VaptFinding[] Schema

Each parsed finding conforms to the VaptFinding schema. This is the normalised structure regardless of input scanner format.

// VaptFinding object
{
  "id":              "vf_a1b2c3d4",
  "title":           "SQL Injection in /api/v1/users",
  "description":     "Blind SQL injection via user_id parameter...",
  "severity":        "CRITICAL",          // CRITICAL | HIGH | MEDIUM | LOW | INFO

  // CVSS scoring
  "cvssVersion":     "3.1",
  "cvssVector":      "CVSS:3.1/AV:N/AC:L/PR:N/UI:N/S:U/C:H/I:H/A:H",
  "cvssScore":       9.8,

  // CVE linkage
  "cveIds":          ["CVE-2024-21234", "CVE-2024-21235"],

  // UCL control mapping
  "uclControls":     ["UCL.APP.3", "UCL.APP.7"],

  // Asset and location
  "affectedAsset":   "api-gateway-prod-01",
  "ipAddress":       "10.0.1.42",
  "port":            443,
  "protocol":        "HTTPS",

  // Remediation
  "remediation":     "Parameterise all SQL queries. Use prepared statements...",
  "status":          "OPEN",              // OPEN | IN_PROGRESS | REMEDIATED | ACCEPTED | FALSE_POSITIVE
  "dueDate":         "2026-04-21T23:59:59+05:30",

  // Provenance
  "scanner":         "NESSUS",
  "pluginId":        "90024",
  "originalSeverity":"Critical"
}
UCL Control Auto-Linking When autoLink: true is set, RiskSage automatically maps each finding to the relevant Unified Control Library (UCL) controls based on the vulnerability type, affected asset class, and CWE classification. This provides instant regulatory traceability without manual mapping.

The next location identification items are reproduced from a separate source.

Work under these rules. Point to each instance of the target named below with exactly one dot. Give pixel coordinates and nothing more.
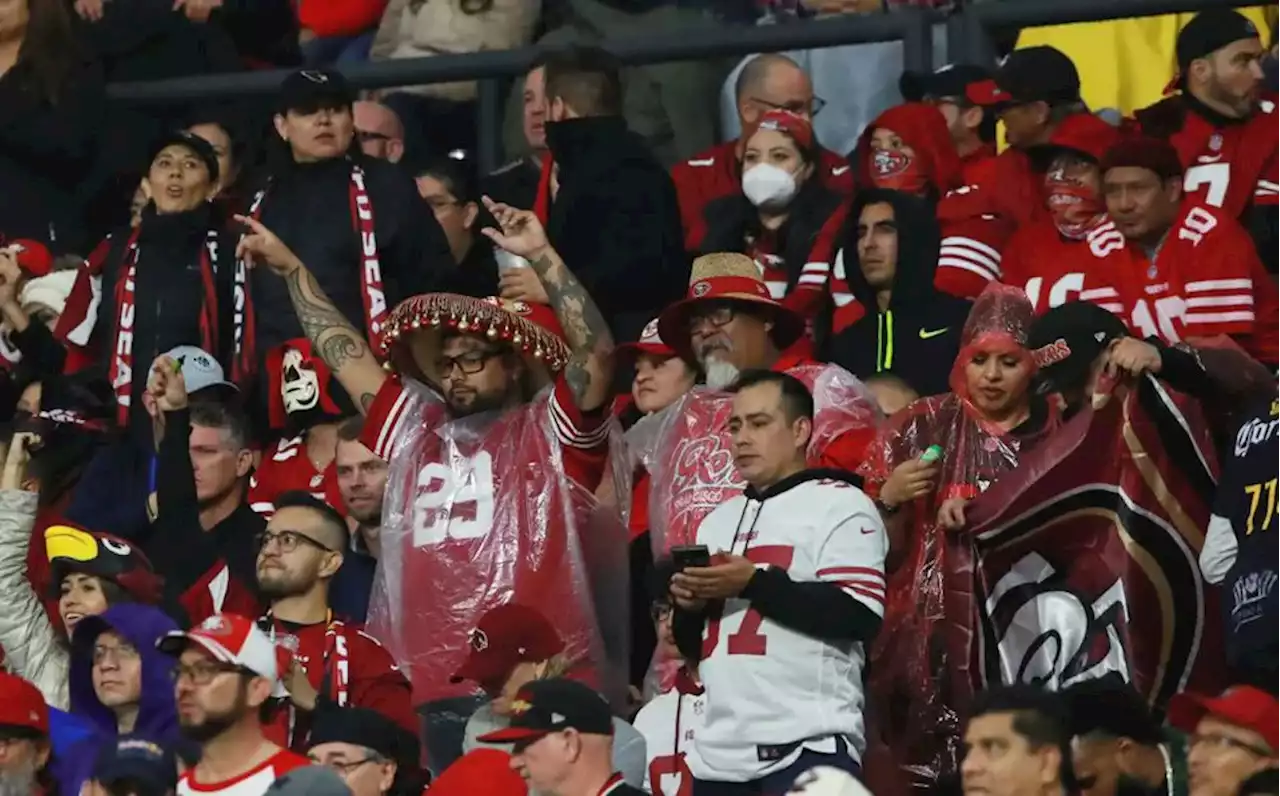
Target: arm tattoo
(339, 344)
(590, 342)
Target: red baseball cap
(32, 256)
(1240, 705)
(22, 707)
(483, 771)
(233, 639)
(507, 635)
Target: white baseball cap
(233, 639)
(200, 370)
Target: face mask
(896, 170)
(768, 186)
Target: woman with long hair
(50, 117)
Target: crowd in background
(798, 424)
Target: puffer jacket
(421, 28)
(31, 644)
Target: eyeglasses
(469, 364)
(287, 540)
(714, 318)
(118, 653)
(204, 672)
(795, 106)
(346, 767)
(1221, 741)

IRDAI.AUDIT.1 Auto-Trigger Mechanism

Under IRDAI's revised cybersecurity guidelines (March 2025), insurers must conduct VAPT assessments and report findings that exceed defined thresholds. RiskSage automates this compliance trigger.

When does the trigger fire?

The IRDAI.AUDIT.1 trigger activates automatically when a parsed VAPT report meets any of these conditions:

ConditionThresholdAction
Critical findings count≥ 1Creates IRDAI.AUDIT.1 compliance task with 48-hour deadline
High findings count≥ 5Creates IRDAI.AUDIT.1 compliance task with 7-day deadline
CVSS 9.0+ finding on internet-facing asset≥ 1Creates IRDAI.AUDIT.1 + escalation to CISO
Repeat critical finding (previously reported)≥ 1Creates IRDAI.AUDIT.1 + board notification flag
Board Attestation Requirement Under IRDAI's March 2025 revision, critical VAPT findings on internet-facing assets require board-level attestation within 30 days. RiskSage tracks this deadline and generates the board attestation report automatically when the IRDAI.AUDIT.1 trigger fires with board notification.

Trigger response in API

When the auto-trigger fires, the parse response includes an irdaiTrigger object with the compliance task details:

// When IRDAI.AUDIT.1 triggers
{
  "irdaiTrigger": true,
  "irdaiTask": {
    "taskId":          "irdai_task_9x8y7z",
    "controlRef":      "IRDAI.AUDIT.1",
    "deadline":        "2026-04-09T23:59:59+05:30",
    "boardNotify":     false,
    "triggerReason":   "3 critical findings detected in VAPT assessment",
    "assignedTo":      "ciso@acme-insurance.in"
  }
}

Integration Best Practices

When integrating VAPT report ingestion into your CI/CD or periodic assessment workflow:

Recommended Workflow 1. Run your scanner (Nessus, Burp, OpenVAS, Qualys) and export the report file.
2. Create an assessment via POST /vapt/assessments with asset scope and assessment type.
3. Upload the report to POST /vapt/assessments/:id/parse-report with autoLink: true.
4. Retrieve findings via GET /vapt/assessments/:id/findings with severity filters.
5. Track remediation progress and due dates through the findings status lifecycle.